Mixed martial arts record
- Total: 30
- Wins: 16
- By knockout: 2
- By submission: 10
- By decision: 4
- Losses: 14
- By knockout: 3
- By submission: 4
- By decision: 7

Other information
- Website: http://www.newtonmma.com
- Mixed martial arts record from Sherdog

= Carlos Newton =

Canadian mixed martial artist

Carlos Newton (born August 17, 1976) is an Anguillia-born Canadian retired mixed martial artist (MMA). He is a former UFC Welterweight Champion (the youngest champion of the division in UFC) and Pride FC Japan MMA Legend. Known as "The Ronin", he competed worldwide in MMA organizations including UFC, Pride FC, IFL, K-1, Shooto and W-1. He is a 3rd Degree Brazilian Jiu-Jitsu Black Belt alongside his coach Terry Riggs under Renzo Gracie, at Warrior MMA in Newmarket, Ontario. Newton is known as a "Submission Master" and has dubbed his personal fighting style — an amalgam of Brazilian Jiu-Jitsu, Judo, Wrestling, Karate, Krav Maga, and Boxing — as "Dragon Ball Jiu-Jitsu" in tribute to Dragon Ball, a Japanese manga and anime franchise. Newton is one of only a few MMA athletes to compete in the UFC and Pride FC at the same time. On May 4, 2001, Newton became the first Canadian UFC Champion when he defeated Pat Miletich at UFC 31.

==Early life==
Carlos Newton was born in Anguilla and moved to Canada at the age of 8. He attended Westview Centennial Secondary School in the early 90s in the Jane and Finch area of Toronto, Ontario. Newton competed in numerous Jiu-Jitsu and BJJ competitions in Canada and across the world, starting under the legendary Tom Sharkey. Notably, the prestigious Abu Dhabi Combat Club in Abu Dhabi, United Arab Emirates, against Rodrigo Gracie of the legendary Gracie family. Newton started his Jiu-Jitsu competing career out of the Samurai Club in Toronto. Shortly after, in 1996, Terry Riggs founded Warrior Mixed Martial Arts in Newmarket, Ontario, which was Canada's first official MMA Academy; Newton followed his long-time training partner and made it his home. Out of Warrior MMA, Newton's career flourished under the coaching of Terry Riggs and Everton McEwan. Newton, a Toronto York University student, did his study on geriatric medicine, having done research at Baycrest Hospital, one of the world leaders in geriatric care.

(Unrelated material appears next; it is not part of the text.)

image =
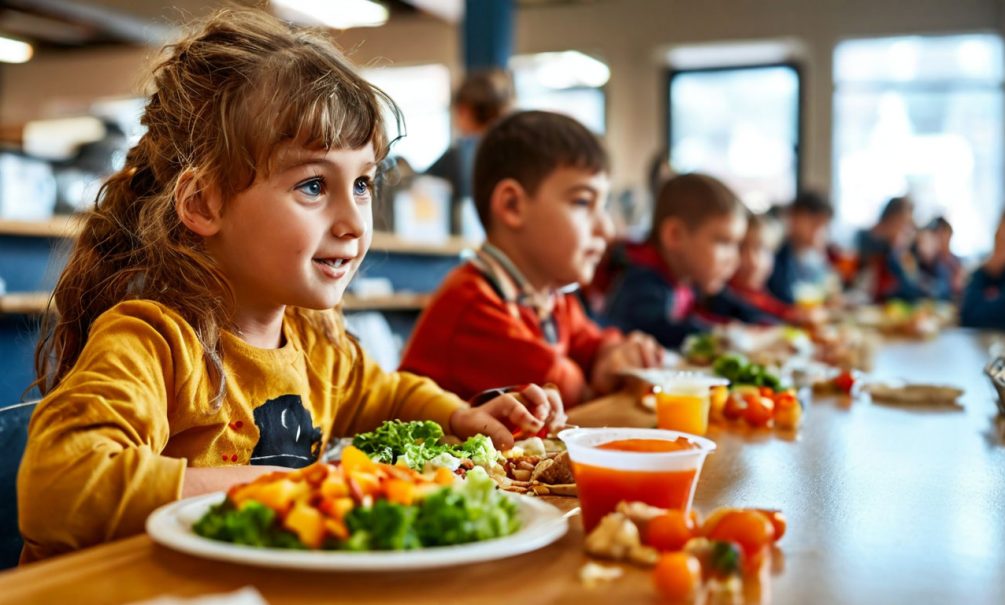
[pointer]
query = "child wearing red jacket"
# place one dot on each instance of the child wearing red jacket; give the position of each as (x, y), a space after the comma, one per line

==Mixed martial arts career==

=== Early career ===
Newton's professional mixed martial arts career began at age of 19 in 1996. His first professional fight took place in April 1996 at the Kahnawake reservation near Montreal, where he faced Jean Rivière, who was at least 75 lbs heavier. After dominating much of the fight, it ended with a submission loss due to sheer exhaustion for Newton, however, the spectacle of the brave smaller fighter launched his career. Newton competed in the world's top mixed martial arts organizations such as Shooto, K-1 and Pride Fighting Championships in Japan, UFC in America and W-1 in Canada.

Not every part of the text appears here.